I gotta see this man!  sounds great!  I am with you on the leaner meats tho...


----------



## bregent (Mar 11, 2020)

Looks great. I make it that way all the time.  If you want to gets some smoke and color, try this. After SV, chill it down in an ice bath and then smoke at 250 until it reaches 130F.


----------



## Inscrutable (Mar 11, 2020)

bregent said:


> Looks great. I make it that way all the time.  If you want to gets some smoke and color, try this. After SV, chill it down in an ice bath and then smoke at 250 until it reaches 130F.
> 
> View attachment 435572


Yeah, I thought about doing that, but in reverse. Smoke a little first, and then finish to perfect temp in SV. Maybe try both ...


----------



## chopsaw (Mar 11, 2020)

That's a great plate of food . Pork looks perfect ! 
I have to ask , what's with the drywall ? 

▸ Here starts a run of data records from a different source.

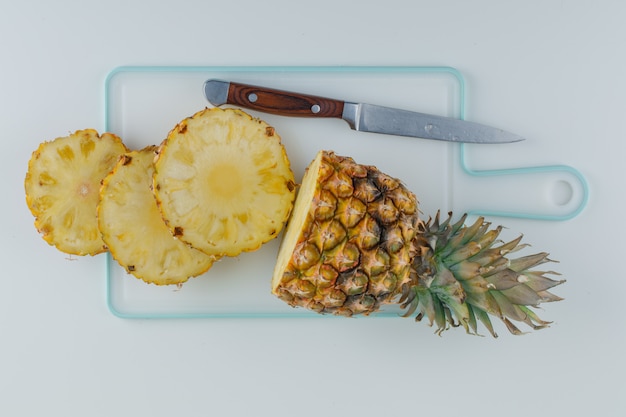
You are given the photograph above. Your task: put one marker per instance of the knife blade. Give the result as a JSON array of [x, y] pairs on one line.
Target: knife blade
[[359, 116]]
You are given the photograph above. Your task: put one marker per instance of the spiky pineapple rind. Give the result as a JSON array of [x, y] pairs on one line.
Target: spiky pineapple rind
[[62, 184]]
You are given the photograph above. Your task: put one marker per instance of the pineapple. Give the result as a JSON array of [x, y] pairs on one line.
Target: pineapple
[[355, 242], [223, 182], [133, 230], [62, 184]]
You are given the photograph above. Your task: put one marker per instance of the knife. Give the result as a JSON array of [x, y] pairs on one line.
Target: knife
[[360, 116]]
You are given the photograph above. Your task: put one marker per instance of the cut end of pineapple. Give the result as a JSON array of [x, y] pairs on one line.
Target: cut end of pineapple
[[132, 227], [62, 186], [223, 182], [298, 218]]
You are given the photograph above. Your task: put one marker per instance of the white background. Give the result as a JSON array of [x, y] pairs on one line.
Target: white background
[[552, 71]]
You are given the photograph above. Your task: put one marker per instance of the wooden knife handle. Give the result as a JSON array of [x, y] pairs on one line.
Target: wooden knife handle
[[283, 103]]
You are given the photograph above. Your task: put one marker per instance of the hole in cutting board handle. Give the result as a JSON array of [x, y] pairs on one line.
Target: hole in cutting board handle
[[554, 192]]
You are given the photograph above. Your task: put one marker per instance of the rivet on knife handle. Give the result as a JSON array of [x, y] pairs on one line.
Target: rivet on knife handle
[[277, 102], [359, 116]]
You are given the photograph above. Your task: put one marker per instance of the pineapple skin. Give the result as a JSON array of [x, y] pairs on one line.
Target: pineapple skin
[[132, 227], [355, 242], [223, 182], [347, 248], [62, 185]]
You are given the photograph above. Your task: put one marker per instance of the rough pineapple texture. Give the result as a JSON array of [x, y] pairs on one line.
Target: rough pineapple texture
[[355, 242], [223, 182], [132, 227], [348, 247], [62, 186]]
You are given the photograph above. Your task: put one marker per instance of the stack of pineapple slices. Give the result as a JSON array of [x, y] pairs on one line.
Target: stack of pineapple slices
[[218, 185], [221, 184]]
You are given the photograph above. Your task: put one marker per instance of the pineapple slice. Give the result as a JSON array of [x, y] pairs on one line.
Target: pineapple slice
[[223, 182], [62, 184], [134, 231]]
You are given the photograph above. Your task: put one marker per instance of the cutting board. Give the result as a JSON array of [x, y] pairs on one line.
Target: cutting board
[[144, 103]]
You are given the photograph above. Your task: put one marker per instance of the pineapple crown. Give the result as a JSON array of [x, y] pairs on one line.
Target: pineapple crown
[[463, 274]]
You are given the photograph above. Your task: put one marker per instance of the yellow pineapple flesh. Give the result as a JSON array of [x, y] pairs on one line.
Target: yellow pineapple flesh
[[132, 227], [223, 182], [62, 186]]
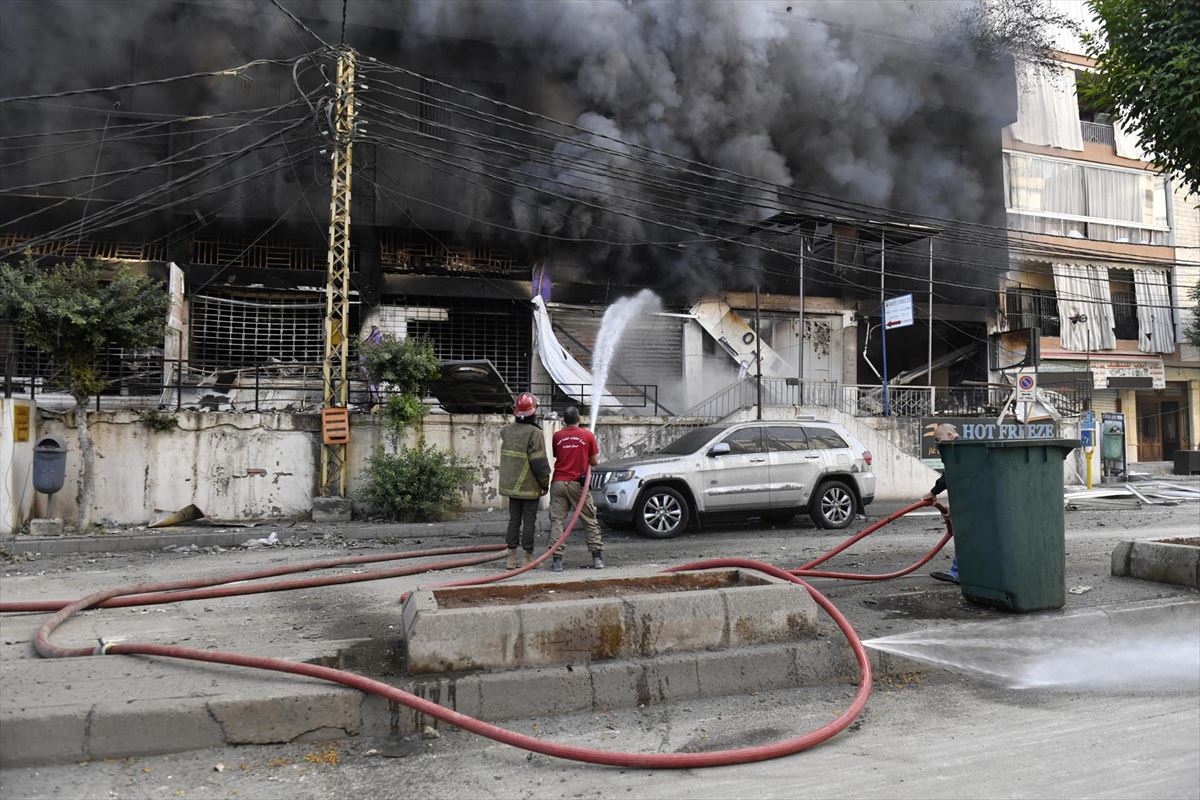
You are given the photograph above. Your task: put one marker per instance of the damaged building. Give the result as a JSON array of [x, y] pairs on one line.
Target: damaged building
[[472, 198]]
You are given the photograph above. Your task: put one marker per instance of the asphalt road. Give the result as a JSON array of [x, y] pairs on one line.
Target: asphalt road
[[930, 734]]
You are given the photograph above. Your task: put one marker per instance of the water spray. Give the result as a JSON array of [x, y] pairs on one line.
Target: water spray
[[612, 328]]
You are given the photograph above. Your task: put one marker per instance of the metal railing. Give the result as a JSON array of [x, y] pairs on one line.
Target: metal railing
[[624, 396]]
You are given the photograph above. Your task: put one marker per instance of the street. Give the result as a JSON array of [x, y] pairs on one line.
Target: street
[[931, 733]]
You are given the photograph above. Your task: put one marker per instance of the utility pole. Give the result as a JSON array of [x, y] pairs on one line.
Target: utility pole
[[799, 400], [883, 318], [757, 353], [335, 411]]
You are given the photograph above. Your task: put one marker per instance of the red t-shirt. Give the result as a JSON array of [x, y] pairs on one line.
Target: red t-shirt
[[574, 449]]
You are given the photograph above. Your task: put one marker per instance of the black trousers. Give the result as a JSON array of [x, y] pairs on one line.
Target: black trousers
[[522, 511]]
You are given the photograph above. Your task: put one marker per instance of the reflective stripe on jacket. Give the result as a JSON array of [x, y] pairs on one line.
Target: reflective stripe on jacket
[[525, 469]]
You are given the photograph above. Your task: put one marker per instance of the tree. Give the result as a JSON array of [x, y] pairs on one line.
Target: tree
[[72, 312], [1021, 29], [411, 483], [1192, 332], [1147, 67]]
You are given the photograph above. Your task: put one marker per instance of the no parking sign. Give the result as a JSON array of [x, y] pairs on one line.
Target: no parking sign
[[1026, 388]]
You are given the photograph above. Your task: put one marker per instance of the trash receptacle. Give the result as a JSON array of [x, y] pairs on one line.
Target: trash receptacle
[[49, 464], [1007, 510]]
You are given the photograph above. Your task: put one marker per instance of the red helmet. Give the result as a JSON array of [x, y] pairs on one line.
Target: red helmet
[[526, 405]]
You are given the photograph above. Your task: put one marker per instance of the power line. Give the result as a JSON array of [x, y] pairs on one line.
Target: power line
[[1000, 238], [988, 269], [217, 73], [713, 238]]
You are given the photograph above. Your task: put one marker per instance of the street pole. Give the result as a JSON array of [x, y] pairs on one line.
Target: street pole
[[929, 370], [757, 352], [335, 389], [801, 373], [883, 319]]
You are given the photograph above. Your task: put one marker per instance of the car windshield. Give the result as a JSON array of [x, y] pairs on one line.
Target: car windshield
[[690, 441]]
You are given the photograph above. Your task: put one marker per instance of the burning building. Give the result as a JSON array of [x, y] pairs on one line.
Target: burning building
[[505, 151]]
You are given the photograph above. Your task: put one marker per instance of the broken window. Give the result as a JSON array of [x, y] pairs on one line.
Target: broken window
[[442, 109], [498, 331], [241, 332]]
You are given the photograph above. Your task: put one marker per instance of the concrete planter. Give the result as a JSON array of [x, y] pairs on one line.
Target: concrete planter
[[1161, 560], [573, 621]]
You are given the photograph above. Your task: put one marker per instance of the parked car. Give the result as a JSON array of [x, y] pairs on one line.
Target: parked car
[[771, 469]]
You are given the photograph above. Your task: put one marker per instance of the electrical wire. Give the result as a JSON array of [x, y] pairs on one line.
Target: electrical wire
[[905, 218], [711, 238], [217, 73], [168, 186], [988, 270]]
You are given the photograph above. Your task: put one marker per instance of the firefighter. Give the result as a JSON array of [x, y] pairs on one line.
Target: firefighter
[[575, 449], [525, 475]]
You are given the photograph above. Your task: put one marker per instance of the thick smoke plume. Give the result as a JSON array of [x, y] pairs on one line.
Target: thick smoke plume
[[870, 101]]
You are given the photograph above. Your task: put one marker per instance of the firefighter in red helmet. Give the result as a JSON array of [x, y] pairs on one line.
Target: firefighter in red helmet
[[525, 475]]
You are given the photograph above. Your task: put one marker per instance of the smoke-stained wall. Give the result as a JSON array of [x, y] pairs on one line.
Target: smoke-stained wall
[[870, 102]]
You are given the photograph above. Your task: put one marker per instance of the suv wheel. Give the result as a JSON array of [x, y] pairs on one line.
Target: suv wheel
[[661, 512], [833, 505]]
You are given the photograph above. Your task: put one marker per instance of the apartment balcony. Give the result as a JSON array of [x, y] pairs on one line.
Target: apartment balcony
[[1098, 133]]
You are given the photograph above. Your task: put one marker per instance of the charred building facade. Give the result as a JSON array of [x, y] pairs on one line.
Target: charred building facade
[[503, 152]]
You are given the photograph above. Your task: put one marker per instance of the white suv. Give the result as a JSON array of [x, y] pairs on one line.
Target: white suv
[[771, 469]]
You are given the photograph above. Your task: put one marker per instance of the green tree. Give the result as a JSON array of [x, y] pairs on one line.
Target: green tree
[[71, 312], [407, 366], [1192, 332], [420, 482], [1147, 67]]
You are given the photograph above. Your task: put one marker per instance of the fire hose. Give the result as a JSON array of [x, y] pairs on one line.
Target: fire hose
[[214, 587]]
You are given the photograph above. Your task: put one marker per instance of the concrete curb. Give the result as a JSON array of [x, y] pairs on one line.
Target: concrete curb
[[1152, 559], [97, 720], [201, 537]]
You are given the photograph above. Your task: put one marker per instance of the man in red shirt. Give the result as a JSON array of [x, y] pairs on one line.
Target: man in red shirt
[[574, 447]]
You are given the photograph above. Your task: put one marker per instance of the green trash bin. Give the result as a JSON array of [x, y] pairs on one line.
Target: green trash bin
[[1006, 503]]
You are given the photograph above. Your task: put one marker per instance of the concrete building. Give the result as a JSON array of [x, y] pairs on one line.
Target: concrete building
[[1103, 251]]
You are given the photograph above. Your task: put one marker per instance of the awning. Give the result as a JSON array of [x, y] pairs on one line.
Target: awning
[[569, 374]]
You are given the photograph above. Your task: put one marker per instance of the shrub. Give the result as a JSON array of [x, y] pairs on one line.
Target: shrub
[[415, 483], [159, 421], [402, 410]]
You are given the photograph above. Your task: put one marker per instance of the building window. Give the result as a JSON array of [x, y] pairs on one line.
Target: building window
[[1095, 121], [1032, 308], [1125, 304], [444, 110], [1066, 198]]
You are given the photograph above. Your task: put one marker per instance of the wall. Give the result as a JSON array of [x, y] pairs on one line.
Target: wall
[[251, 465], [16, 468], [258, 465]]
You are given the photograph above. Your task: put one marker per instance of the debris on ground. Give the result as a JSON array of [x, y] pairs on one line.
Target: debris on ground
[[1127, 495]]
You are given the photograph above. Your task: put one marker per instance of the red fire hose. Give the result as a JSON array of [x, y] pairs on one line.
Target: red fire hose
[[191, 589]]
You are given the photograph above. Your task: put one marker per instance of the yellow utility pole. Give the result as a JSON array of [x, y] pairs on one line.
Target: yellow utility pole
[[335, 413]]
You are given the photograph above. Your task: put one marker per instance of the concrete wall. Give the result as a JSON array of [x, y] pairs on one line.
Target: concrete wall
[[247, 465], [16, 467], [258, 465]]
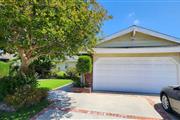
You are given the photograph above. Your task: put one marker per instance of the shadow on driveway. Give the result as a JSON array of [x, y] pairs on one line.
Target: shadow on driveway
[[60, 107], [166, 116]]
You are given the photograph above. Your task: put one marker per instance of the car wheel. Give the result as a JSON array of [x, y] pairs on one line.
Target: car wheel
[[165, 103]]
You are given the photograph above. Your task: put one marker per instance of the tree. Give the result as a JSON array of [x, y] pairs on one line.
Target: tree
[[56, 28], [84, 65]]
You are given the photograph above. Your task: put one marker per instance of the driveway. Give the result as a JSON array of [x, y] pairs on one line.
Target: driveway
[[103, 106]]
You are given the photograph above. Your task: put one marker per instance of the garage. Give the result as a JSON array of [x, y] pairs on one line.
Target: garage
[[134, 74], [136, 59]]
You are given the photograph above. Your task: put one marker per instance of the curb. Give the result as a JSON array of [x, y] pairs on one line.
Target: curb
[[62, 86]]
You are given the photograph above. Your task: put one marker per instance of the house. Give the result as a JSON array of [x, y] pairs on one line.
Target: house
[[136, 60], [68, 63]]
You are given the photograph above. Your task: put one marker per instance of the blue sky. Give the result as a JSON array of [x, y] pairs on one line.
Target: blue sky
[[160, 15]]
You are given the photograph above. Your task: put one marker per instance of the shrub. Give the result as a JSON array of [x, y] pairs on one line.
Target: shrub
[[26, 96], [74, 75], [10, 83], [84, 65], [42, 66], [61, 74], [4, 69]]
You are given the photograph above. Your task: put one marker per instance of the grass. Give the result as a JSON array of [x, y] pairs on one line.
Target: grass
[[24, 113], [4, 69], [53, 83]]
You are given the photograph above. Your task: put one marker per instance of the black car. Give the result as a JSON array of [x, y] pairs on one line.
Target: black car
[[170, 98]]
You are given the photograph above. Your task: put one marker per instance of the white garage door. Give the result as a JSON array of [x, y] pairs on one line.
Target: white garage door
[[134, 74]]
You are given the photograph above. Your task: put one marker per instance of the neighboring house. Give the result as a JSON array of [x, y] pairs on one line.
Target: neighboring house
[[69, 62], [136, 60]]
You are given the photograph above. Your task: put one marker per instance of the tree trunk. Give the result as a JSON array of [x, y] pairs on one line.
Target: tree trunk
[[24, 68]]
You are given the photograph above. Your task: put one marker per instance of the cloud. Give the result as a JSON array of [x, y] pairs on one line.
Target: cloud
[[131, 14], [136, 22]]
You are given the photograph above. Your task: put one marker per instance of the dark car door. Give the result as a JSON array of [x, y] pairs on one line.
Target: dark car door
[[175, 99]]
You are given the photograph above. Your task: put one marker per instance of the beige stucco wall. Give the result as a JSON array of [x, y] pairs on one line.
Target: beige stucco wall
[[139, 40]]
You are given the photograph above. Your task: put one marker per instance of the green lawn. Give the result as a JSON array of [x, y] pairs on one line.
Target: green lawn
[[53, 83], [4, 69], [24, 113]]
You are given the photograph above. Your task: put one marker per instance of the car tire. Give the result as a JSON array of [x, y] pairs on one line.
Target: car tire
[[165, 103]]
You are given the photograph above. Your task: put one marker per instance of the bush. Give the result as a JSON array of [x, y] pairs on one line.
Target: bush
[[26, 96], [4, 69], [61, 74], [10, 83], [74, 75], [84, 64]]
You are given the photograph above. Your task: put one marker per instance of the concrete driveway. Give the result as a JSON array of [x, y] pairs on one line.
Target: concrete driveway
[[103, 106]]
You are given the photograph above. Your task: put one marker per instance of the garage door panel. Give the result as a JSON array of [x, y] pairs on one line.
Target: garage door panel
[[134, 74]]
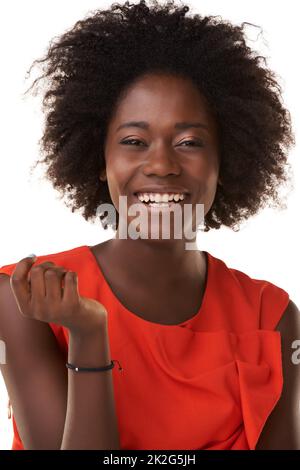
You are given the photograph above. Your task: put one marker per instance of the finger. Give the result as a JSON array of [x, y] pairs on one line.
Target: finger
[[71, 286], [53, 283], [37, 281], [19, 282]]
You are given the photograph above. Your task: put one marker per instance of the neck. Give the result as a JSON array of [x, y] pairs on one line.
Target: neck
[[163, 261]]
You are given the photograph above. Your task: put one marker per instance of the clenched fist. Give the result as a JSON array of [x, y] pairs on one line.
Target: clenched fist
[[49, 293]]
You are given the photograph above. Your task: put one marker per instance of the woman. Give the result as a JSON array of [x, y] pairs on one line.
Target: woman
[[167, 110]]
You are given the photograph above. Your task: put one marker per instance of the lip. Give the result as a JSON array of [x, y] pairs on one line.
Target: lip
[[184, 201], [162, 190]]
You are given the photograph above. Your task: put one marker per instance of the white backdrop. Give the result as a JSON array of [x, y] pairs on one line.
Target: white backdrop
[[34, 220]]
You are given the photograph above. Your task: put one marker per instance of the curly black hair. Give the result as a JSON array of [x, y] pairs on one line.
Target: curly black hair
[[87, 69]]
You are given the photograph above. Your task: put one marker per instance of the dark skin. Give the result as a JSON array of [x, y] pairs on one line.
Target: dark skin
[[158, 158], [160, 155]]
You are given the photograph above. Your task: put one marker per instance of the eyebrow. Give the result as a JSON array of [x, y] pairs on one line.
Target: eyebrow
[[178, 125]]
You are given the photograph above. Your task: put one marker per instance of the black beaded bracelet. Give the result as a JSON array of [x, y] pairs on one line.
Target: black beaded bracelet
[[93, 369]]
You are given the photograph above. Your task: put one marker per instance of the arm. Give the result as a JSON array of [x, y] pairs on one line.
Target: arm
[[55, 409], [34, 374], [282, 429], [91, 421]]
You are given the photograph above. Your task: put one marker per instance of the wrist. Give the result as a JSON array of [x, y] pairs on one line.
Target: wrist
[[89, 349]]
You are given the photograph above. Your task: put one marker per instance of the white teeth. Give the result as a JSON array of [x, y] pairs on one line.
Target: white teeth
[[157, 198]]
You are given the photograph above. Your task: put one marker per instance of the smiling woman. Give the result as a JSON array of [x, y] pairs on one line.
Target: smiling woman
[[171, 111]]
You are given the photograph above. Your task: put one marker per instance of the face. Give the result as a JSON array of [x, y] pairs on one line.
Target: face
[[157, 152]]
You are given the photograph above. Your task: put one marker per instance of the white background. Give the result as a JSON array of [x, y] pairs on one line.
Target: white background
[[34, 220]]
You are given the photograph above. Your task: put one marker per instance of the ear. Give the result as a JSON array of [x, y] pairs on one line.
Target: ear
[[102, 175]]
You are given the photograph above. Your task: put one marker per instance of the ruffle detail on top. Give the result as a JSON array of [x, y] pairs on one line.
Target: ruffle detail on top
[[226, 383]]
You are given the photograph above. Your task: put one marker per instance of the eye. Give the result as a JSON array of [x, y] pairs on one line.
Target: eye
[[130, 140], [197, 143]]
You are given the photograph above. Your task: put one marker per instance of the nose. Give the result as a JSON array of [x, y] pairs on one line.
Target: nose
[[161, 162]]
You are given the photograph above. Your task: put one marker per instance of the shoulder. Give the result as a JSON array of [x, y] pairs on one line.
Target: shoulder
[[289, 329], [282, 430], [261, 303]]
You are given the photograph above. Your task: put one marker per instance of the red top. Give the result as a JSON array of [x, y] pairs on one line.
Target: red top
[[208, 383]]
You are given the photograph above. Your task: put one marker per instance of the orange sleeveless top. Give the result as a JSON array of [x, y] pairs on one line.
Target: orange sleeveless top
[[208, 383]]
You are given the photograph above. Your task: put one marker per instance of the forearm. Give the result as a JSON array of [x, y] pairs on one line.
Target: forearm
[[91, 421]]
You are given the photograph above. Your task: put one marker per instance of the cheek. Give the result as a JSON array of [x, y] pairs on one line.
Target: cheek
[[118, 175]]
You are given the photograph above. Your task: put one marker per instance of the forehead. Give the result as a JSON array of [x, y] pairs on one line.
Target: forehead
[[159, 99]]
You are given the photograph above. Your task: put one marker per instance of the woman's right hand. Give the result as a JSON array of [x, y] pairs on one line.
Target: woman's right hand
[[49, 293]]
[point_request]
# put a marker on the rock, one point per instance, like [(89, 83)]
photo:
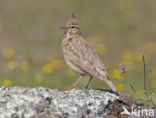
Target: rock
[(20, 102)]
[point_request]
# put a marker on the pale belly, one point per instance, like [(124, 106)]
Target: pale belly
[(75, 68)]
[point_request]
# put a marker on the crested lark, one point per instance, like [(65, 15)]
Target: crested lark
[(81, 57)]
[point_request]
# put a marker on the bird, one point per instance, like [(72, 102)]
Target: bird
[(81, 56)]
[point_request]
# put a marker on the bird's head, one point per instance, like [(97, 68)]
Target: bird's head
[(71, 27)]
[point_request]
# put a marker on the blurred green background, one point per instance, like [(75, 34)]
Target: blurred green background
[(120, 30)]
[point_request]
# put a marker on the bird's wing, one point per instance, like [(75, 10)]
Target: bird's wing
[(86, 58)]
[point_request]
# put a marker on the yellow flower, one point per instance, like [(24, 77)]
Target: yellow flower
[(116, 74), (8, 53), (47, 69), (101, 48), (12, 65), (36, 60), (120, 87), (25, 66), (141, 93), (150, 47), (7, 82), (71, 73), (127, 58)]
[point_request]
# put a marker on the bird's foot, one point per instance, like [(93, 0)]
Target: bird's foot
[(73, 88)]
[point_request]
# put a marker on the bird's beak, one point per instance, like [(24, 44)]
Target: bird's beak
[(62, 28)]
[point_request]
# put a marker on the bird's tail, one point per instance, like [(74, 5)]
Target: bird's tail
[(111, 85)]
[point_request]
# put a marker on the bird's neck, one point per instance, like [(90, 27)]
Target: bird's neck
[(70, 36)]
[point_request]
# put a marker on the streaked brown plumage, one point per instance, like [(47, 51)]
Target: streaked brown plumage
[(80, 56)]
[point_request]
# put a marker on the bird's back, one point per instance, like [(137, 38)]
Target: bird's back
[(80, 53)]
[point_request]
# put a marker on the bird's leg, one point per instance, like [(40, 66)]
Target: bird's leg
[(81, 76), (90, 79)]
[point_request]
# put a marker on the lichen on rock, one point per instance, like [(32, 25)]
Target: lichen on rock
[(23, 102)]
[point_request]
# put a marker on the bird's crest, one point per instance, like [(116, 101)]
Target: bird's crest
[(72, 21)]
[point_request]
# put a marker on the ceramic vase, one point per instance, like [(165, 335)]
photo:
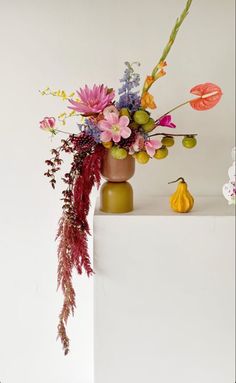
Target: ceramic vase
[(116, 195)]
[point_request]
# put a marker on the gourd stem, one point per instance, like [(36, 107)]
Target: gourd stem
[(179, 179)]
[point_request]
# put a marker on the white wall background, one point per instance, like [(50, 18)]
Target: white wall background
[(65, 44)]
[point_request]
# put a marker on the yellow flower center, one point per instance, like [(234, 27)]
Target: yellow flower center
[(115, 128)]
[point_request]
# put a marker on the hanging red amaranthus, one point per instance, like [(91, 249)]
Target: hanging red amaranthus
[(73, 226)]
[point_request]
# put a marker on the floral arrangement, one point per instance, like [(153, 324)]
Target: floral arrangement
[(125, 127)]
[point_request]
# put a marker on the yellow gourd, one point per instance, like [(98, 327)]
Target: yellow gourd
[(181, 201)]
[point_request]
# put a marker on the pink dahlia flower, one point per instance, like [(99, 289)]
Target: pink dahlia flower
[(151, 146), (48, 124), (92, 100), (114, 127)]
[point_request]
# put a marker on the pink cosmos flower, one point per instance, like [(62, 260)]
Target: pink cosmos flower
[(166, 121), (48, 124), (137, 145), (151, 146), (114, 127), (92, 100)]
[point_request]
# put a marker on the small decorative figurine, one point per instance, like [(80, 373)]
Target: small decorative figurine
[(181, 201)]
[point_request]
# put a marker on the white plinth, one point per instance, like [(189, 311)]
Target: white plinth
[(164, 294)]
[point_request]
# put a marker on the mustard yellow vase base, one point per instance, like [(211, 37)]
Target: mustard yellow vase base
[(116, 197)]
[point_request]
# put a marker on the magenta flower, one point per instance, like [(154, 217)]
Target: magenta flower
[(92, 100), (166, 121), (151, 146), (114, 127), (110, 110), (48, 124)]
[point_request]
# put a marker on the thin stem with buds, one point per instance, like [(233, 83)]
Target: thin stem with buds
[(173, 135)]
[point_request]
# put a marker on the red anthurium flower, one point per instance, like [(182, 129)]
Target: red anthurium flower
[(209, 95)]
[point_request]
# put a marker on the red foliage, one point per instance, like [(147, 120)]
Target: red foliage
[(74, 229)]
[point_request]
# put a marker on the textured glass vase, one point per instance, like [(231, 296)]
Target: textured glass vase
[(116, 194)]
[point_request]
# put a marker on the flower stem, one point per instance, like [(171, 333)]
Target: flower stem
[(62, 131), (173, 135)]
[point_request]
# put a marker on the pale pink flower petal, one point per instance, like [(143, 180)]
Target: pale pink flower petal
[(92, 101), (106, 136), (104, 125), (151, 146), (124, 121)]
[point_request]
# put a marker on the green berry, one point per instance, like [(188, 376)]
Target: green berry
[(118, 153), (168, 141), (149, 126), (189, 142), (161, 153), (141, 117)]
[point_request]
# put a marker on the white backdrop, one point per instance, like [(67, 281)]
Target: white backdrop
[(65, 44)]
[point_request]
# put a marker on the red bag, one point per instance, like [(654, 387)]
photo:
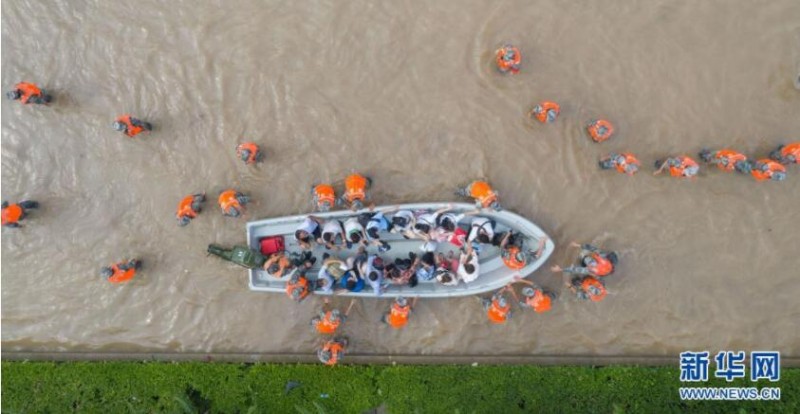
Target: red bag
[(271, 245)]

I see it now . looks like you tore off some tile or back splash . NM .


----------



## bregent (Mar 11, 2020)

Inscrutable said:


> Yeah, I thought about doing that, but in reverse. Smoke a little first, and then finish to perfect temp in SV.



That works great too. The main reason I do it the other way is because I buy whole loins, then divide, rub, vac seal and freeze. So they are ready to go from freezer to SV.


----------



## Inscrutable (Mar 11, 2020)

chopsaw said:


> That's a great plate of food . Pork looks perfect !
> I have to ask , what's with the drywall ?
> 
> I see it now . looks like you tore off some tile or back splash . NM .


Had a free-standing electric range in there, but relocated and put in my gas slide-in. Haven’t gotten to countertop and backsplash yet. 
Longer and more painful story with renovations and flood and multiple moves for both us and daughters family. 
Requires adult beverages while recounting.


----------



## BuckeyeSteve (Mar 11, 2020)

That looks fantastic!  I'm definitely going to try that, and smoke it using bregent's method.


----------



## Bearcarver (Mar 11, 2020)

Looks Great, "I" !!
Nice Job!!
Like.

Bear


----------



## Inscrutable (Mar 11, 2020)

Thanks for the like, Bear.

This is ’Sous Vide, where have you been all my life?’


----------



## Inkbirdbbq (Mar 11, 2020)




----------



## sawhorseray (Mar 12, 2020)

Well there I was yesterday with something all typed up to say how nice I thought that plate is and somehow never hit the post button. Like! RAY


----------



## Bearcarver (Mar 12, 2020)

sawhorseray said:


> Well there I was yesterday with something all typed up to say how nice I thought that plate is and somehow never hit the post button. Like! RAY




LOL---I do that now and then----Sometimes it's still there waiting for me to wake up & hit the "Post Reply" button!!!

Bear


----------



## Inscrutable (Mar 12, 2020)

Thanks! 
And pilot error is almost always mine


----------



## sandyut (Mar 12, 2020)

YUM!!!


----------



## greggj (Mar 12, 2020)

I have never had luck with Pork.  That looks phenomenal.  I am going to have to use this and give it another go...   Thanks for sharing.  Pics look great!


----------



## Winterrider (Mar 12, 2020)

It is a very good way for delicious pork. Looks Excellent !


----------